「江戸押絵」
江戸押絵羽子板
羽子板は、古くは「胡鬼板(こぎいた)」や「羽子木板(はねこいた)」とも呼ばれ、羽子(羽根)は「胡鬼の子」「はごの子」「つくばね」とも呼ばれていました。室町時代の永享4(1432)年正月5日に、宮中で宮様や公卿・女官などが集まって男組と女組に分かれ、「こぎの子勝負」が行われたことが記録に残っています。
当時、板に直接絵を描いた「描絵羽子板(かきえはごいた)」や、紙や布を張った「貼絵羽子板(はりえはごいた)」とともに、胡粉(ごふん)で彩色し、金箔(きんぱく)、銀箔等を押したり蒔絵(まきえ)をほどこしたりした「左義長羽子板(さぎちょうはごいた)」といった、豪華で華美な羽子板もありました。
江戸時代(1603~1867年)には、厚紙等の台紙に布を貼ったり、あるいは布に綿をくるんだりして厚みを持たせた部品をつくり、それらを組み合わせて立体的な絵を作る「押絵」の技術が発達しました。それが江戸押絵羽子板です。
文化文政期(1804~29年)には歌舞伎が人気を博し、浮世絵師が数多く活躍し多くの出版物が出されるなど町人文化が発達しました。こうした背景のもと押絵の技術が進歩し、歌舞伎役者の似顔絵を付けた「役者羽子板」が作られるようになり、爆発的に売れるようになりました。年の瀬ともなると、その年の人気役者の当たり狂言や舞台姿を競って求めるようになり、羽子板の売れ行きで役者の人気が推し量れるほどでした。
江戸の伝統的な技法を受け継いだ押絵羽子板師たちは、今日も押絵羽子板を作り続けており、特に師走の17日から19日までの3日間には、台東区浅草寺の境内で江戸の昔そのままに羽子板市(歳の市)が開かれ、年の瀬の風物詩の一つとなっています。飾り立てられた羽子板、色とりどりの羽根が並び、景気のいい掛け声と手拍子のにぎやかさに往時がしのばれます。
*https://craft.city.taito.lg.jp/craft/889/ より
*https://kougeihin.jp/craft/13041/ より
Description / 特徴・産地
江戸押絵とは?
江戸押絵(えどおしえ)は江戸後期より、日本橋から浅草近辺で作られてきた工芸品です。現在では墨田区、江東区、葛飾区のほか、埼玉県や神奈川県の一部でも制作されています。
押絵とは、厚紙等の台紙に布を貼ったり、布に綿をくるんだりして厚みを持たせた部品を組み合わせ、立体的な絵に仕立てたもの。中でも江戸押絵は、絹織物や綿織物を使った部品に日本画の技法を用いて上絵や面相を描き、浮世絵の絵柄を表現しているのが特徴です。人物の似顔絵のみならず、風景や動植物などさまざまなものを題材として取り入れていますが、特に歌舞伎役者の押絵を作る際には、着物の作法や色合わせ、髪型等に関する深い知識が不可欠だと言われています。
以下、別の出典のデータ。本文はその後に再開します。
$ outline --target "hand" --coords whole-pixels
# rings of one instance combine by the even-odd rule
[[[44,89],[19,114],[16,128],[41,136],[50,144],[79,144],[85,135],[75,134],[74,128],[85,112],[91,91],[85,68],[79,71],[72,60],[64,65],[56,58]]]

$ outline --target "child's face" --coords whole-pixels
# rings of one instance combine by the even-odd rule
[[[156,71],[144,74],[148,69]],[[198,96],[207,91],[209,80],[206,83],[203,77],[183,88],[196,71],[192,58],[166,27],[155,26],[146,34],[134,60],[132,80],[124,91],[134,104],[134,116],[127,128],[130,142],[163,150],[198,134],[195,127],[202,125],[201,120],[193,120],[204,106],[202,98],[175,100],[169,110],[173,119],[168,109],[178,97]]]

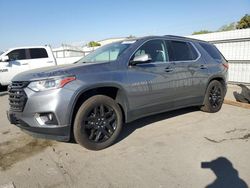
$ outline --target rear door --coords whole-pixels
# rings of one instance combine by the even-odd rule
[[[166,45],[177,77],[175,107],[201,104],[208,70],[199,51],[188,41],[169,40]]]
[[[45,48],[30,48],[29,50],[29,67],[30,69],[54,66],[55,61],[49,57]]]

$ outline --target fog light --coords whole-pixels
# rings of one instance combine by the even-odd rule
[[[35,119],[40,125],[57,125],[56,117],[53,113],[35,114]]]

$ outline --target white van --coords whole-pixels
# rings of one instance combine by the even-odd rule
[[[8,85],[20,72],[57,65],[49,46],[12,48],[0,55],[0,85]]]

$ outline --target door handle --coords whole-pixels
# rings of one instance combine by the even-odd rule
[[[200,69],[207,69],[206,65],[200,65]]]
[[[171,67],[167,67],[167,68],[165,68],[165,72],[173,72],[174,71],[174,69],[173,68],[171,68]]]

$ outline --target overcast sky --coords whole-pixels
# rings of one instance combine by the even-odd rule
[[[129,35],[190,35],[250,13],[250,0],[0,0],[0,50]]]

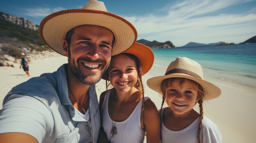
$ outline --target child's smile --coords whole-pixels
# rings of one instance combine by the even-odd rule
[[[192,109],[197,102],[198,91],[190,81],[180,85],[177,79],[170,84],[166,89],[166,101],[173,112],[182,114]]]
[[[134,87],[138,79],[135,62],[124,55],[118,55],[112,58],[109,75],[111,84],[117,91],[122,92],[130,91]]]

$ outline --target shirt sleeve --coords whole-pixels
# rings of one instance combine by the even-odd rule
[[[29,96],[12,95],[0,110],[0,133],[26,133],[38,143],[52,129],[53,123],[51,112],[46,106]]]
[[[204,118],[205,119],[204,120]],[[207,117],[204,117],[200,133],[203,143],[221,143],[222,137],[220,131],[217,126]]]

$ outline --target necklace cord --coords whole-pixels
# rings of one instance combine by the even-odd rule
[[[94,139],[93,139],[93,132],[92,132],[92,131],[91,132],[91,128],[90,127],[90,123],[91,124],[91,122],[90,121],[89,121],[89,120],[88,119],[88,118],[87,117],[87,115],[86,115],[86,112],[85,112],[85,111],[84,110],[84,109],[83,109],[83,107],[82,107],[82,106],[80,105],[80,104],[79,103],[78,103],[78,101],[77,101],[76,99],[76,98],[75,98],[75,97],[74,96],[74,95],[73,94],[73,93],[72,93],[72,91],[71,91],[71,90],[70,90],[70,86],[68,85],[68,84],[67,84],[67,88],[68,88],[68,89],[70,90],[70,93],[71,93],[71,95],[72,95],[72,97],[73,97],[73,98],[74,98],[74,100],[75,100],[75,101],[76,101],[76,103],[77,103],[77,105],[78,105],[78,106],[79,106],[79,107],[82,109],[82,110],[83,110],[83,111],[85,112],[85,117],[86,118],[86,120],[87,120],[88,121],[88,127],[89,127],[89,132],[90,133],[90,137],[91,138],[91,141],[92,141],[92,143],[94,143]],[[85,94],[86,95],[86,94]],[[89,100],[89,98],[88,98],[88,100]],[[89,109],[89,114],[90,114],[90,106],[89,106],[88,107],[88,109]],[[91,119],[91,120],[92,120],[92,119]]]

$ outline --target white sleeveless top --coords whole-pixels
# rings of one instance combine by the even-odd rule
[[[166,108],[168,108],[167,107]],[[198,117],[185,128],[180,131],[173,131],[166,128],[163,122],[162,109],[161,117],[161,142],[162,143],[198,143],[198,131],[200,119]],[[204,143],[221,143],[222,138],[218,127],[206,116],[202,121],[200,139]]]
[[[102,125],[106,133],[108,140],[111,141],[110,134],[112,129],[112,121],[108,114],[108,99],[110,90],[107,91],[108,97],[105,97],[102,104]],[[145,101],[150,99],[144,95]],[[103,108],[106,101],[107,105]],[[115,126],[117,133],[114,135],[112,143],[143,143],[144,141],[144,133],[141,129],[140,116],[141,113],[142,99],[141,99],[132,114],[126,120],[121,122],[116,122]],[[113,124],[115,121],[113,121]]]

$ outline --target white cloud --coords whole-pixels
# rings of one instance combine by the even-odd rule
[[[213,13],[245,2],[187,0],[168,5],[170,7],[168,8],[165,7],[168,13],[166,15],[150,14],[125,18],[135,25],[138,31],[138,40],[171,40],[178,46],[192,40],[202,43],[220,41],[240,42],[246,39],[232,41],[232,37],[236,37],[234,35],[238,37],[247,33],[253,35],[254,33],[256,35],[256,13],[215,15]]]
[[[24,14],[28,16],[35,17],[45,17],[54,12],[63,9],[65,9],[61,7],[58,7],[53,9],[42,7],[27,9],[25,9],[25,13]]]

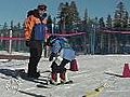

現在の江戸押絵は羽子板、肖像画、額装のほか屏風や団扇の装飾などにも使われ、その美しさは広く楽しまれています。
History / 歴史
江戸押絵 - 歴史
江戸時代は町人文化が栄えた時代で、江戸押絵もそれを反映して発達しましたが、名を馳せたきっかけは、羽子板に押絵が取り入れられたことでした。
それまで、羽子板はおめでたいもの(七福神や松竹梅等)が主な図柄でした。しかし歌舞伎が発展を遂げた元禄時代(1688~1704年)になると役者絵が描かれるようになり、文化・文政時代(1804~30年)には歌舞伎役者の似顔絵を押絵で作った役者羽子板が登場。歌舞伎人気の高まりと押絵技術の進歩が合わさり、役者羽子板は爆発的な売れ行きを記録したのです。
年の瀬には、羽子板の売れ行きで役者の人気が推し量れるほどで、これにより、江戸押絵は広く知られることとなりました。